Warning: This was a down day.
I’m sad to admit this, but I’m tired of pouring out my heart and soul to the proverbial “Dear Alexa” wall. So much time and energy goes into thinking about and worrying about this 13 year old and a terrible mom that pokes and prods every chance she gets.
Dad sends thoughtful outreaches every single day… sometimes multiple times a day. Little reminders that he’s thinking about her and wants to spend time with her… Photo mementos of the fun times they had together. Her total disregard for Dad’s loving gestures breaks Dad’s heart – To the point where it breaks even more when he does get the random text only asking for something.
Good to hear from you too…
We are in full agreement that Dear Alexa needs as much love and support that we can manage to drill through that wall. But at what point do we stop making something so completely out of our control the main focus in our life?
I’m not talking about giving up.
I’m talking about taking an energetic break from the nonsense and allowing her mom’s schemes to fizzle out… and they will… Eventually. Dear Alexa is a strong girl. Eventually she will see through the lies, deflection, and retaliation.

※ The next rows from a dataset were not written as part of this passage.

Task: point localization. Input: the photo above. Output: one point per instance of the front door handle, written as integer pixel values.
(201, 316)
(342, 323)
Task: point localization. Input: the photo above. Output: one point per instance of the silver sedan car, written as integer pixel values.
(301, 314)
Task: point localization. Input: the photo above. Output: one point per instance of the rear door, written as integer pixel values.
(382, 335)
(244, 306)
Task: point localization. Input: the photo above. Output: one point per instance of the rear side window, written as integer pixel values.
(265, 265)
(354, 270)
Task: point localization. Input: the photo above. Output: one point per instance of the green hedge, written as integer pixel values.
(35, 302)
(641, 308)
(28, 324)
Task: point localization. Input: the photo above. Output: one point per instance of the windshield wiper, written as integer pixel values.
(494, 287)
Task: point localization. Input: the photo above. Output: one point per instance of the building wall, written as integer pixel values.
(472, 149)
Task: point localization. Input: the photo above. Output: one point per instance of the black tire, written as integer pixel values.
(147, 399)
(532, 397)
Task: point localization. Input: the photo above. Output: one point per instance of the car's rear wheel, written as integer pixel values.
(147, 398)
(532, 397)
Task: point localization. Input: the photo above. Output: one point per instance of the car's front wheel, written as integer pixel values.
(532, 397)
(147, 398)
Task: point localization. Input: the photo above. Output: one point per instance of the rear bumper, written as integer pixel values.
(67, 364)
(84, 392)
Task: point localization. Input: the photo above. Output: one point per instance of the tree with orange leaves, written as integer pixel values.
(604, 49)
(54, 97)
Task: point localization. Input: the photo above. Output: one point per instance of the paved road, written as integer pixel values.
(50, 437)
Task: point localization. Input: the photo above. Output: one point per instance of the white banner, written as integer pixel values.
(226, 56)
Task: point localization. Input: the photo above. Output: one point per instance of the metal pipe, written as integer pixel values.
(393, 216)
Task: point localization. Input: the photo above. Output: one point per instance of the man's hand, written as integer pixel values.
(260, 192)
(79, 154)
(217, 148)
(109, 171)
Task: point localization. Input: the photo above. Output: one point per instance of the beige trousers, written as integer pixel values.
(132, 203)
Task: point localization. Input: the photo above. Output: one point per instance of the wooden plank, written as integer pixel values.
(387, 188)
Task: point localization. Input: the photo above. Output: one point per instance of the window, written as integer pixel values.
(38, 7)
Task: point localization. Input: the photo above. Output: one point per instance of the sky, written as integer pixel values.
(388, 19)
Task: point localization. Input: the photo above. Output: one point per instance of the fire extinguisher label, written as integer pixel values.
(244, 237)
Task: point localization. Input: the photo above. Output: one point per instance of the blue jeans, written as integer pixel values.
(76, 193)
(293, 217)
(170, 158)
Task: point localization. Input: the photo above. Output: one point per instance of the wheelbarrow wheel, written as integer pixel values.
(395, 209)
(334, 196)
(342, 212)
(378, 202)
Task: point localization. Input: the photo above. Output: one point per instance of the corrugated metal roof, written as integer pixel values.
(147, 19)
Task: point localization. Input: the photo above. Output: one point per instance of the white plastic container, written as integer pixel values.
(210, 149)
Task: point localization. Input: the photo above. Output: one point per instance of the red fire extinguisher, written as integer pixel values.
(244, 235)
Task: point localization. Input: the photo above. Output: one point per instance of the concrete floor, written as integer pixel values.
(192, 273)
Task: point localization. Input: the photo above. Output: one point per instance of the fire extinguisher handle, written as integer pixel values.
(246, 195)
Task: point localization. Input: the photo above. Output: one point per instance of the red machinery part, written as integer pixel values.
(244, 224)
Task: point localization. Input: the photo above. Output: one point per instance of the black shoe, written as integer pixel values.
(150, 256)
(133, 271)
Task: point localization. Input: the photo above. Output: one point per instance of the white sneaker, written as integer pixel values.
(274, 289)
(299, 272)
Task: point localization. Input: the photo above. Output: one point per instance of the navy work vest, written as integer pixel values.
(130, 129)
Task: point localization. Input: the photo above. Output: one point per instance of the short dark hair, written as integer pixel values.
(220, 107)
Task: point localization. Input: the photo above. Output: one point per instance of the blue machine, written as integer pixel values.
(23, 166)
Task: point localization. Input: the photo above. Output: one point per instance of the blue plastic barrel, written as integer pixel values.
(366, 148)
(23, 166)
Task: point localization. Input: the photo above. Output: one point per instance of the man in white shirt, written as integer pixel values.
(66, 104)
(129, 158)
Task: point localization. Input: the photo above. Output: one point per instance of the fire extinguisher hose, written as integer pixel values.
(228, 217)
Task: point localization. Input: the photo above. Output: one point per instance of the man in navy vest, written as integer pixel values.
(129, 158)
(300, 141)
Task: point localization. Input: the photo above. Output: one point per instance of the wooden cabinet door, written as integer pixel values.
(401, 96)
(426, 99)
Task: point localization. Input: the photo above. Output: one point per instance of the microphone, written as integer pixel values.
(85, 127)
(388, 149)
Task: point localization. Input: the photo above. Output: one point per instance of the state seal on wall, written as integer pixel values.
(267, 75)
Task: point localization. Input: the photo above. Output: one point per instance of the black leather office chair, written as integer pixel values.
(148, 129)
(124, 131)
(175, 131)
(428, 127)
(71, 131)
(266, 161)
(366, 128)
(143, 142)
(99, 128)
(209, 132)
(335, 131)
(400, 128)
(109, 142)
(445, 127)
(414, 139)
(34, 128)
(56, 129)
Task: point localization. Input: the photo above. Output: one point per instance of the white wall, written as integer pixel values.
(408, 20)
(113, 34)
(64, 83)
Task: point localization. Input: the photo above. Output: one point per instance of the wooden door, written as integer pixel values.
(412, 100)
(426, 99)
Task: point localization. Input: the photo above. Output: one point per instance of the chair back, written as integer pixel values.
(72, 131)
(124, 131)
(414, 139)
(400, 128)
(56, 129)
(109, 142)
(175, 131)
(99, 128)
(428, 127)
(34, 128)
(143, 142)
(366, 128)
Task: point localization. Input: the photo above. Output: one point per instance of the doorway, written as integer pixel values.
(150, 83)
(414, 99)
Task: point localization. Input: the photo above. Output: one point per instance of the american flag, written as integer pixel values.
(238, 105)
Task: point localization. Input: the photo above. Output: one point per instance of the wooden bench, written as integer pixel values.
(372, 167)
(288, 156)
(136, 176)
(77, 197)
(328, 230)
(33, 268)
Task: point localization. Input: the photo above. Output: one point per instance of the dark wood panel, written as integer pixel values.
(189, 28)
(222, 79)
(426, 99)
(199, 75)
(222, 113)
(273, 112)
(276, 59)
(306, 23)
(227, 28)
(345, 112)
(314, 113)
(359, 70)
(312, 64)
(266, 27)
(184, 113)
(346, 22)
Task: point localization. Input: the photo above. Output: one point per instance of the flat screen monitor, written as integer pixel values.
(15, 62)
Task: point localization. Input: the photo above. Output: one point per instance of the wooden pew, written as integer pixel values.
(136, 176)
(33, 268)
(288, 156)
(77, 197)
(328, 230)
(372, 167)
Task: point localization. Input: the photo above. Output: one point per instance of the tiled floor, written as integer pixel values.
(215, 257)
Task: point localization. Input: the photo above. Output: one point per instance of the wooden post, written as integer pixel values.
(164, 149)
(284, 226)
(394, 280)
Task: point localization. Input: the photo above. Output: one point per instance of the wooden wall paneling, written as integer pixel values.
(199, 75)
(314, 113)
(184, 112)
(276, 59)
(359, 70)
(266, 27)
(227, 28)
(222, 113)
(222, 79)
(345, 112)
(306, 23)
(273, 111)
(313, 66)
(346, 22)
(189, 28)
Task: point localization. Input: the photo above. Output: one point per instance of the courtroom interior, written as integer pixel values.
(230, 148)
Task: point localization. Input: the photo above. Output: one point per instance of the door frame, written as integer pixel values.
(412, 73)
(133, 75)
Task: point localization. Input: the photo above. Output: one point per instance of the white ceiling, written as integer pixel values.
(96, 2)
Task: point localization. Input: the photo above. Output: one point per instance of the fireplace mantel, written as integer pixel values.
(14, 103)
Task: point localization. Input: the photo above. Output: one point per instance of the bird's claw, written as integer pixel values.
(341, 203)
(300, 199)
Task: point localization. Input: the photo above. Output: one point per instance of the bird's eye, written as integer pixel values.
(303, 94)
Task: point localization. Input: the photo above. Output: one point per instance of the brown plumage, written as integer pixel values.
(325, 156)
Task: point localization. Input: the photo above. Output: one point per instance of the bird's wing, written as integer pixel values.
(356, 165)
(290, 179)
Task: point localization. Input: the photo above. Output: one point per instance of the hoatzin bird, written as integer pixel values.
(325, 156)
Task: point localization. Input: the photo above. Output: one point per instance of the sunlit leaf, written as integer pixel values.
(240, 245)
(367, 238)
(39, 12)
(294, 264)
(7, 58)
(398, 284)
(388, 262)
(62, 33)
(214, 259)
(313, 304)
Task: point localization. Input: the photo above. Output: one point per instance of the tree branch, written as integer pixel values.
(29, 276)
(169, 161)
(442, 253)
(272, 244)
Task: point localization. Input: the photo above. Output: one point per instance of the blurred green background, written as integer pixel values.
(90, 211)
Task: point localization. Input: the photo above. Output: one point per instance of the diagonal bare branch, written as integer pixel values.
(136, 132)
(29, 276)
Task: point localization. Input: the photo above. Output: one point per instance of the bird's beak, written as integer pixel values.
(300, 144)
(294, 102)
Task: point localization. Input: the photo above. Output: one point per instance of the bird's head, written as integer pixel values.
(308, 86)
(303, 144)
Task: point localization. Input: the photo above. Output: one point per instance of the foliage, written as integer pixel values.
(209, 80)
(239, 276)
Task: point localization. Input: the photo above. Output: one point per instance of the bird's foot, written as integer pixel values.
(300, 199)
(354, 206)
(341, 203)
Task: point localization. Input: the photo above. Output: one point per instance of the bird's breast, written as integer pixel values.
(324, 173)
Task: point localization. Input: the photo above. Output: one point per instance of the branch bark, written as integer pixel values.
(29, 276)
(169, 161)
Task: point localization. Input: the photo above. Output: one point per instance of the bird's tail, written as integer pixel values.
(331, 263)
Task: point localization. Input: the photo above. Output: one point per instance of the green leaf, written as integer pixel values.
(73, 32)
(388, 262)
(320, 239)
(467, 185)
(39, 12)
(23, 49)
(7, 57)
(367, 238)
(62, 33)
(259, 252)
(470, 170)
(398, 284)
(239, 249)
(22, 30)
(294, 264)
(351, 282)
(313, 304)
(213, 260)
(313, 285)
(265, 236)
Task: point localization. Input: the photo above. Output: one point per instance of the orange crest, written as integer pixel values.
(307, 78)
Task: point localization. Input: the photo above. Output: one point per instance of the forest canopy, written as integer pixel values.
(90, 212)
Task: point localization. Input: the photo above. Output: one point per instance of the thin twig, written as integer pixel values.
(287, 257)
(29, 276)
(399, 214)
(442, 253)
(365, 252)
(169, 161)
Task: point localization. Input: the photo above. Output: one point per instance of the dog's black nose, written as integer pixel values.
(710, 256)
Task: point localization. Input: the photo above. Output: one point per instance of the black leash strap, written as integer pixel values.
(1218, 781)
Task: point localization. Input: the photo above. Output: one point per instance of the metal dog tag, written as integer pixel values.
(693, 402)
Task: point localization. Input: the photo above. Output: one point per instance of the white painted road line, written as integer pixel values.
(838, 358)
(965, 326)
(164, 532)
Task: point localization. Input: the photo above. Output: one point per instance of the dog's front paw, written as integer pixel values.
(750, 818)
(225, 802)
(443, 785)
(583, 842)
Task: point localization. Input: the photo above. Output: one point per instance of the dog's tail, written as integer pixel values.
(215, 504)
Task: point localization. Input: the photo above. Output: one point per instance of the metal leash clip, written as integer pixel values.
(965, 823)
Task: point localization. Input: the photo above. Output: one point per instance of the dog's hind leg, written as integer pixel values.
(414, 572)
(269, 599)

Parental alienation is as upsetting as it’s exhausting. There are a lot of emotions and hostilities running rampant. It can easily become all-consuming. This past month, I’ve found myself caught up in a “lack of justice” negative loop that’s been upsetting. And since I’ve decided that it’s not going to ruin a lovely dinner with family and friends, I’m putting it out here. A safe space to vent and release.